3.1.- Consumerism and political participation
“Political consumerism” is a form of political participation that is becoming increasingly widespread throughout Europe. The effects of capitalism and globalization have led to a significant increase in interest groups, social movements, and transnational social networks that serve as channels for understanding and acting on political issues. Among the different ways in which citizens are acting, we are going to focus on people who use the market to express their political concerns. The intention is to open up at least two fields of research: one is limited to the study of political mobilization through the market, given that the proliferation of social networks and transnational social movements makes us see that the impact of new technologies and the different means of disseminating information can be valuable in determining the scope of this form of political participation; a second is gender-based, considering that political consumerism (boycott and “buycott”) is a form of participation in which there is an inverted gender gap that it is interesting to examine in depth, especially in a comparative perspective.
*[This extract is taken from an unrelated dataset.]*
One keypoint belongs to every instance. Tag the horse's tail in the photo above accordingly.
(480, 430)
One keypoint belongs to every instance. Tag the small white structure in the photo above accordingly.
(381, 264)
3.2.- Food institutions, obesogenic environments, and food choices
It is argued that a large part of today’s food problems have to do with environmental pressure to eat unhealthy products. The role of the different actors involved in food, from producers to companies, including public administration, becomes particularly significant, especially when each of them launches a multitude of narratives and pressures, often contradictory, that add to consumers’ uncertainty and mistrust. The components of the modern agri-food system and their role in establishing guidelines for appropriate food and nutrition will be the main object of analysis, focusing on the continuing rise in obesity in both developed and emerging countries.